(1.) SUIT filed by the plaintiff was decreed by the trial court and vide same judgment and decree dated 21.02.2012, counter claim preferred by defendant No.1 i.e. Resham Kaur was dismissed. Being aggrieved, defendant No.1 -Resham Kaur preferred two separate appeals which were dismissed by learned first appellate court vide judgment and decree dated 19.12.2012. That is how, defendant No.1 is before this Court in these two Regular Second Appeals. Parties to the lis, hereinafter, would be referred to by their original positions in the suit. In a suit filed by plaintiff -Harbhajan Singh, he claimed a decree for injunction simpliciter, restraining the defendants from interfering in his peaceful possession over the land measuring 4 kanal 3 marlas, situated at village Palli Jhikki, Tehsil and District Nawanshahr. It was averred that Chinta, father of the plaintiff, was the owner in possession of the suit property and he sold the same to the plaintiff vide registered sale deed dated 09.06.2003. Accordingly, plaintiff was put in possession of the suit land and since then, he continues to be in actual physical possession thereof and has sown the janter crop in the said land.

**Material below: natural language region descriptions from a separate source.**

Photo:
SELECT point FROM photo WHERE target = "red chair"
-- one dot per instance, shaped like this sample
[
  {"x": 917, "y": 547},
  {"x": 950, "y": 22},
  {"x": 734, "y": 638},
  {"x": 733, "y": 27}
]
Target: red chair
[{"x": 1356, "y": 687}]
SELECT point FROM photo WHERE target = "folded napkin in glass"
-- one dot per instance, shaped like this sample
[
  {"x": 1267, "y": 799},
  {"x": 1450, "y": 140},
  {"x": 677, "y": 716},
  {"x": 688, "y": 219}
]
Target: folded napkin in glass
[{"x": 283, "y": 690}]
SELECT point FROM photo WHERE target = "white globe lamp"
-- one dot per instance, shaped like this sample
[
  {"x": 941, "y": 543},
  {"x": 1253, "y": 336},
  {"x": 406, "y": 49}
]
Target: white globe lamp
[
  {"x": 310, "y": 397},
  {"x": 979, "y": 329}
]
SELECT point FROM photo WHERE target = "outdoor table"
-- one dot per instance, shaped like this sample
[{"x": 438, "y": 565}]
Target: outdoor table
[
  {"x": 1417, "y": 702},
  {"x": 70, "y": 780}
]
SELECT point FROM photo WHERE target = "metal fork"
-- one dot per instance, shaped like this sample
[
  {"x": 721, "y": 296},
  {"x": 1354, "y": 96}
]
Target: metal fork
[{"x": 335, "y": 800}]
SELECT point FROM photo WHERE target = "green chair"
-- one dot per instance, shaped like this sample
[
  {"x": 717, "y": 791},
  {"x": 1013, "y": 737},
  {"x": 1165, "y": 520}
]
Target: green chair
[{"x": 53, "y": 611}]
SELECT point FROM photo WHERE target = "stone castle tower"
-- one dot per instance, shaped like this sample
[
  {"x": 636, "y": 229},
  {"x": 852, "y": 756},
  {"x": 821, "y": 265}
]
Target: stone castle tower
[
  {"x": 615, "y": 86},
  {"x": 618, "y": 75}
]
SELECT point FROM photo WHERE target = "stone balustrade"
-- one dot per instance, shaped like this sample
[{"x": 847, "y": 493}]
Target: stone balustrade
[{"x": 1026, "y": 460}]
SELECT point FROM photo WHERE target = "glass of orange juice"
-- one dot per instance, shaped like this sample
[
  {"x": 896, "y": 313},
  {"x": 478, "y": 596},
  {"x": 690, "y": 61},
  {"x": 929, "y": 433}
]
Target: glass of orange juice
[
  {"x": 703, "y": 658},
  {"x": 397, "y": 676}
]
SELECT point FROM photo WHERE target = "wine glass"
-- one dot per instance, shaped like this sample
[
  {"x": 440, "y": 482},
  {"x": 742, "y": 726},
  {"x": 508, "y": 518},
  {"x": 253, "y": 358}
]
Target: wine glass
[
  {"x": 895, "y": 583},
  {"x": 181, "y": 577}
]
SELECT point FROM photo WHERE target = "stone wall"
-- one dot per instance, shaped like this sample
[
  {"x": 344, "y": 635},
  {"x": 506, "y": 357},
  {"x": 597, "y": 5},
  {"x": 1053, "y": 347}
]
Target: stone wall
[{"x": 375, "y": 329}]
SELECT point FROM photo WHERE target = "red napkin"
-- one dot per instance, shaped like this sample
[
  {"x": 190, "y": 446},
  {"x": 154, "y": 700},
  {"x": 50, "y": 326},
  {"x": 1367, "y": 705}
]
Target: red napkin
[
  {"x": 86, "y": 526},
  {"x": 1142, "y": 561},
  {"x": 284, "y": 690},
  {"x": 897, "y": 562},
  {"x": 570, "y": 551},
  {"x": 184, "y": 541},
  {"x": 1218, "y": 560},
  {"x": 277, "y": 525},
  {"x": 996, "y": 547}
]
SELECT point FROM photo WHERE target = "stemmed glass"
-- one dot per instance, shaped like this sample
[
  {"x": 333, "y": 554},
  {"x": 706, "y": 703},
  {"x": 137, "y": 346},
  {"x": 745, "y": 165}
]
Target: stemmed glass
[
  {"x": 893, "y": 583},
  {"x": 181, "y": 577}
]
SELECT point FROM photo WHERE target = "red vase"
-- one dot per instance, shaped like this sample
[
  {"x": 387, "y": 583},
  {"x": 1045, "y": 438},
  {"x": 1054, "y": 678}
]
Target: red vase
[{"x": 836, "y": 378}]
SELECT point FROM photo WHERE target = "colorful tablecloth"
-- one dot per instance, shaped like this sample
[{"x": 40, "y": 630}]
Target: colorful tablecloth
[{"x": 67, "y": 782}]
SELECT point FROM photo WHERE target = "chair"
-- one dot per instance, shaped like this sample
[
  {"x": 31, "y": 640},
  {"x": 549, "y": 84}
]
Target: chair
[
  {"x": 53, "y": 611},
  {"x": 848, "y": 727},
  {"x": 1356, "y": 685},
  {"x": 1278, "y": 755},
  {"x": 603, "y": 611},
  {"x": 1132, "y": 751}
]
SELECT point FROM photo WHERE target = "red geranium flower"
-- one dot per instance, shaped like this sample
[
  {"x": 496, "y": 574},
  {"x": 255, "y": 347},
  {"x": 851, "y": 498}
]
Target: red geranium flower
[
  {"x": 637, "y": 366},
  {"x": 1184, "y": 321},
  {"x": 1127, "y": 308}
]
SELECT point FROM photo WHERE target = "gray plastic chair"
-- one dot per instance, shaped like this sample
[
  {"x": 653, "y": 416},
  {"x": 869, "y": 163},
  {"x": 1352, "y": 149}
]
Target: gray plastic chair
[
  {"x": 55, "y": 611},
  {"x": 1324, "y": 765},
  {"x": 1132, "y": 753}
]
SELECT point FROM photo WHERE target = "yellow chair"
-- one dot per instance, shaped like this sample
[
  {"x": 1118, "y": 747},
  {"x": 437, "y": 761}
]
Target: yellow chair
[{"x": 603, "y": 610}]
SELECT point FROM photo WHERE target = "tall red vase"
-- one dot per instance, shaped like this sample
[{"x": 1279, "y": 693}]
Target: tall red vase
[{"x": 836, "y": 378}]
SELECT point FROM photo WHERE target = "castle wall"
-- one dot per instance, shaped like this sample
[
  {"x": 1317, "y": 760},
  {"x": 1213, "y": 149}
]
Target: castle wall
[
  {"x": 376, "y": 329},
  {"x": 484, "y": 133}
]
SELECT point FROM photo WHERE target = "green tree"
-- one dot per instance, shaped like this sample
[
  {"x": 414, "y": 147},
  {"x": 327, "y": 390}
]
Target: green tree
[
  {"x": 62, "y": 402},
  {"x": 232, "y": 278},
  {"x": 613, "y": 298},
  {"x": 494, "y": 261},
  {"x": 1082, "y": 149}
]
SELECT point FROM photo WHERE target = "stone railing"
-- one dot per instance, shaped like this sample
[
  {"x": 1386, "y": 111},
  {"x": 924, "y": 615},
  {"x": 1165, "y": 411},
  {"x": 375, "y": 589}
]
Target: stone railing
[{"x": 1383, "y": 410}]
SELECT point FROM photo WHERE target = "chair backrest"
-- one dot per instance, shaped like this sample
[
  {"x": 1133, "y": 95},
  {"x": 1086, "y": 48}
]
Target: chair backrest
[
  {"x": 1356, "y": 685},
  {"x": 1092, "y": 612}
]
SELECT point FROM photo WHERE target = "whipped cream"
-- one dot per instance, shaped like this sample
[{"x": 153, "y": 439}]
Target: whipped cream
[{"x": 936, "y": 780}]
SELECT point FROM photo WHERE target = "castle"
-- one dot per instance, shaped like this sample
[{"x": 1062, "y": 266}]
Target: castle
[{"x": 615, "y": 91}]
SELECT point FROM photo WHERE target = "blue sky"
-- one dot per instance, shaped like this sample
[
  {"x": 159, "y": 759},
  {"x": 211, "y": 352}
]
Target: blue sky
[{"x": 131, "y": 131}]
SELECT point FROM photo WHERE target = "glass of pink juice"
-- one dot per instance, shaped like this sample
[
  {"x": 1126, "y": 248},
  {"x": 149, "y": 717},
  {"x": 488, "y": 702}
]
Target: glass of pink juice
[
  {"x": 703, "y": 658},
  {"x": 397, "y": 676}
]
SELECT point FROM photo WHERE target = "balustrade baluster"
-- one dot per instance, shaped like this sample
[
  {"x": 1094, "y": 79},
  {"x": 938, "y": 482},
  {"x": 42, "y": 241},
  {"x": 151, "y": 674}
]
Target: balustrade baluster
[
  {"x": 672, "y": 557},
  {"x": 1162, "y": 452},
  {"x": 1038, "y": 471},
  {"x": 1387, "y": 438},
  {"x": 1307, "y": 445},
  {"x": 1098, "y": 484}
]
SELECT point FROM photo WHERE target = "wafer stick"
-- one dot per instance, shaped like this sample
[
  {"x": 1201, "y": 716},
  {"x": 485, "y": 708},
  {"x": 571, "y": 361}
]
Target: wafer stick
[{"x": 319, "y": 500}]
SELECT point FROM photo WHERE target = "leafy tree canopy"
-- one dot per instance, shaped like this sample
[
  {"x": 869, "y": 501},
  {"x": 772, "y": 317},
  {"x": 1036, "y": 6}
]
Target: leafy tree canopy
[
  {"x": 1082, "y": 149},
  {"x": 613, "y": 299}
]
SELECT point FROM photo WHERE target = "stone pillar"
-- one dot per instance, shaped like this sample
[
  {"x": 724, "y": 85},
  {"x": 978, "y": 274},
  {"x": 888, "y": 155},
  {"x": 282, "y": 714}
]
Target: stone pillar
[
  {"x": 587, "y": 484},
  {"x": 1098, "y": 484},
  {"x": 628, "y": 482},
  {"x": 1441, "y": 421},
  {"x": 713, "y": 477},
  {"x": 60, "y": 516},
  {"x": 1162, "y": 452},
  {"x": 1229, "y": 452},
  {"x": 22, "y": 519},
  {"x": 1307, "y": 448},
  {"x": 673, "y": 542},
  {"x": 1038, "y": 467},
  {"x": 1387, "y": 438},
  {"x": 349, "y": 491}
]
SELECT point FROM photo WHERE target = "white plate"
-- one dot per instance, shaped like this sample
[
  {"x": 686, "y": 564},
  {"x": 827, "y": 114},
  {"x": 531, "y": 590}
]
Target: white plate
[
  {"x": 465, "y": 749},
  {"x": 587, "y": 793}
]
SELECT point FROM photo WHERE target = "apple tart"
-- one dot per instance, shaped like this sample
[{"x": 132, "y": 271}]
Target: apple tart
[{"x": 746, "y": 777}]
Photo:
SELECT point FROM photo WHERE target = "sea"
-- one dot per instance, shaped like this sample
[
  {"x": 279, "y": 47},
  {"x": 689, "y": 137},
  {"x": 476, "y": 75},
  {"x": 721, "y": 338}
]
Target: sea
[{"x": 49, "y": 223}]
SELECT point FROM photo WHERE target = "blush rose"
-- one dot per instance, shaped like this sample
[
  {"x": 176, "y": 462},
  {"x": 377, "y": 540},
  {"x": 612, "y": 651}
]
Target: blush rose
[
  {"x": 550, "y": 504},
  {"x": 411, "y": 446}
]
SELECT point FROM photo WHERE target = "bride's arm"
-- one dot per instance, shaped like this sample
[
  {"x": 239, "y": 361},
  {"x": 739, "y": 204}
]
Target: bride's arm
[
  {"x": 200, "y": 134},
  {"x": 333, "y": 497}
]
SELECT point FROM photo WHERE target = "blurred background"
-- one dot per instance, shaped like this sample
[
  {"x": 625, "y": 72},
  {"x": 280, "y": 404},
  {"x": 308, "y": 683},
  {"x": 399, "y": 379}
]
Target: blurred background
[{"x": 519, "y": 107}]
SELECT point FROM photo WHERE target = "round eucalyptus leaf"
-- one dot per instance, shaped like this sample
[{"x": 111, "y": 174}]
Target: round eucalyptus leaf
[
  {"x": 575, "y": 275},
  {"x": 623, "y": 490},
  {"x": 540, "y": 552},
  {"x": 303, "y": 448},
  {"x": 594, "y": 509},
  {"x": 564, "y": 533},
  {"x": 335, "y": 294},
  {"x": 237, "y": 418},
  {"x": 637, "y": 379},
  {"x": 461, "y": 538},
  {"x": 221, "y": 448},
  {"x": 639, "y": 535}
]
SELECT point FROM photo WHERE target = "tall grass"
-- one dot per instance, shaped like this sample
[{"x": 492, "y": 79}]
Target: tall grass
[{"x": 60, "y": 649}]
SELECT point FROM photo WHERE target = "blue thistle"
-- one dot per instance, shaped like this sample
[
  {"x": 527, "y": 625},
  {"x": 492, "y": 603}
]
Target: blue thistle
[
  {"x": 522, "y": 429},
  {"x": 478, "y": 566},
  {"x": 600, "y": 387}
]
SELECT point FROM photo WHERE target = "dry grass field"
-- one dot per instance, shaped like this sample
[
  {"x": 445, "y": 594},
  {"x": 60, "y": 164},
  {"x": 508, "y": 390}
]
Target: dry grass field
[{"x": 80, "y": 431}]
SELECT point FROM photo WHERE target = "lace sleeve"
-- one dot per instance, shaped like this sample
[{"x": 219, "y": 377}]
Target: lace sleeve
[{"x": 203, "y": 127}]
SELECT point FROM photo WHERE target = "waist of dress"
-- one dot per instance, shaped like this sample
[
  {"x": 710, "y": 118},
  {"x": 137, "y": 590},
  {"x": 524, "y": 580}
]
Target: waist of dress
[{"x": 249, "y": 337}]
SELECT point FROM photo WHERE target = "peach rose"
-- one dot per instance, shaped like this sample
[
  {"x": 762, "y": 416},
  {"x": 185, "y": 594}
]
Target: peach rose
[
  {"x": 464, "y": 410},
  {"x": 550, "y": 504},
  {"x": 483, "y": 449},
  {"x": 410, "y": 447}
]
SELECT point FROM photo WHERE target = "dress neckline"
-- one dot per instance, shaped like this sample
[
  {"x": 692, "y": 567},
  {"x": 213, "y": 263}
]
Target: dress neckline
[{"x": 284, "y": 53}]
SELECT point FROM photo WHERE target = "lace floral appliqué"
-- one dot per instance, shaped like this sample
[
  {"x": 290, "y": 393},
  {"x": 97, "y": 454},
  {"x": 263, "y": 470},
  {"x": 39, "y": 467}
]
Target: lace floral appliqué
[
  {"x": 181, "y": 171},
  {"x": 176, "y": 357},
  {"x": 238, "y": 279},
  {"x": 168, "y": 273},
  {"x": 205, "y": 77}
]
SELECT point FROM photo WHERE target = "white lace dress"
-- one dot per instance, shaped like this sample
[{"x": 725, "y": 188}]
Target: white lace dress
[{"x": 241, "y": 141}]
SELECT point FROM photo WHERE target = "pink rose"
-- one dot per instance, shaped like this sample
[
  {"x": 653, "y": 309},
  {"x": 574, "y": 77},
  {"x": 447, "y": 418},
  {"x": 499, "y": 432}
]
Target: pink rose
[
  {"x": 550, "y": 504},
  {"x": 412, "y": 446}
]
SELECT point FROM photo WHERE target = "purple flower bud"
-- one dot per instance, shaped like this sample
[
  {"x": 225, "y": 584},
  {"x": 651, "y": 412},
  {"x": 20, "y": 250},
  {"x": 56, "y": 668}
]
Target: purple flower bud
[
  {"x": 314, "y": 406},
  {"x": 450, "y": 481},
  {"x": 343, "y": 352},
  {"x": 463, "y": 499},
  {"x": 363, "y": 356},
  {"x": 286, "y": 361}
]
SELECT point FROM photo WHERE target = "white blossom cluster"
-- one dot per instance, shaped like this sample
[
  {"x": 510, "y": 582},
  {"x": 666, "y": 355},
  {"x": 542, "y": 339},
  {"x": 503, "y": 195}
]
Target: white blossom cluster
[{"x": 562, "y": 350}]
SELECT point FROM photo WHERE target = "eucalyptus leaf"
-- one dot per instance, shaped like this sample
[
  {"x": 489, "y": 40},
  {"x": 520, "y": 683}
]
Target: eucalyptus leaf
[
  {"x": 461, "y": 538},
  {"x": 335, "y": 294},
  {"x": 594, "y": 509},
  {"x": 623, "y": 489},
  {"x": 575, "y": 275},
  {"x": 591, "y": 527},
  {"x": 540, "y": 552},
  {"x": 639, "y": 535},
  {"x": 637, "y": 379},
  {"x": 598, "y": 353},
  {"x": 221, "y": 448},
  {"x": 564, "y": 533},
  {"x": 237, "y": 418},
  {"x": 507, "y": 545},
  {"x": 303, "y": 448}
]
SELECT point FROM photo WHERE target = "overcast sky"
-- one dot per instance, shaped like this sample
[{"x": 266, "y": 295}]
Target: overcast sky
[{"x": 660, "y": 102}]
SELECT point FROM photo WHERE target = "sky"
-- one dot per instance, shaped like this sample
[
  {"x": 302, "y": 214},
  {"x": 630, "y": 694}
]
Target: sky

It was maintained that the suit land was the self -acquired property of Chinta. Defendant No.1 happened to be the widow of the real brother of the plaintiff and defendants No.2 and 3 were her daughters. Father of the plaintiff, vide registered sale deed dated 09.10.1991, had also transferred the land measuring 4 kanal 9 marlas in favour of Amar Nath. Post death of Amar Nath on 07.07.2002, defendants being his heirs have succeeded to his estate. Thus, they had no right, title or interest in the suit property.
(2.) DEFENDANTS pleaded, inter alia, that although the suit property was owned by Chinta, but he had bequeathed the suit land in favour of defendant No.1 in a family settlement after her marriage with Amar Nath i.e. about 24 years back, as Amar Nath was not keeping good health. In fact, the suit land was given to defendant No.1 in recognition of her pre -existing right of maintenance by way of family settlement. Since the land in question was a Joint Hindu Family property in the hands of Chinta, he had no right to execute the sale deed in favour of the plaintiff.
(3.) BEING dissatisfied with the said decree, defendant No.1 filed two separate appeals. Learned first appellate court reviewed the matter in issue, evidence on record and on an analysis thereof found itself in concurrence with the view drawn by the trial court and the findings recorded in support thereof. It was reiterated that the sale deed dated 09.06.2003, executed by Chinta in favour of the plaintiff, are duly proved. Defendants had failed to prove that the property, indeed, was ancestral in the hands of Chinta. Possession of the plaintiff was found to have been proved on the basis of the statement of none other than defendant No.1 herself (Ex.P8). Nothing was brought on record by her to substantiate that she had actually acquired title in the suit property pursuant to any family settlement between Chinta and herself. In any case, she did not choose to appear in the witness box and depose in support of her case. Accordingly, appeals being bereft of merit were dismissed.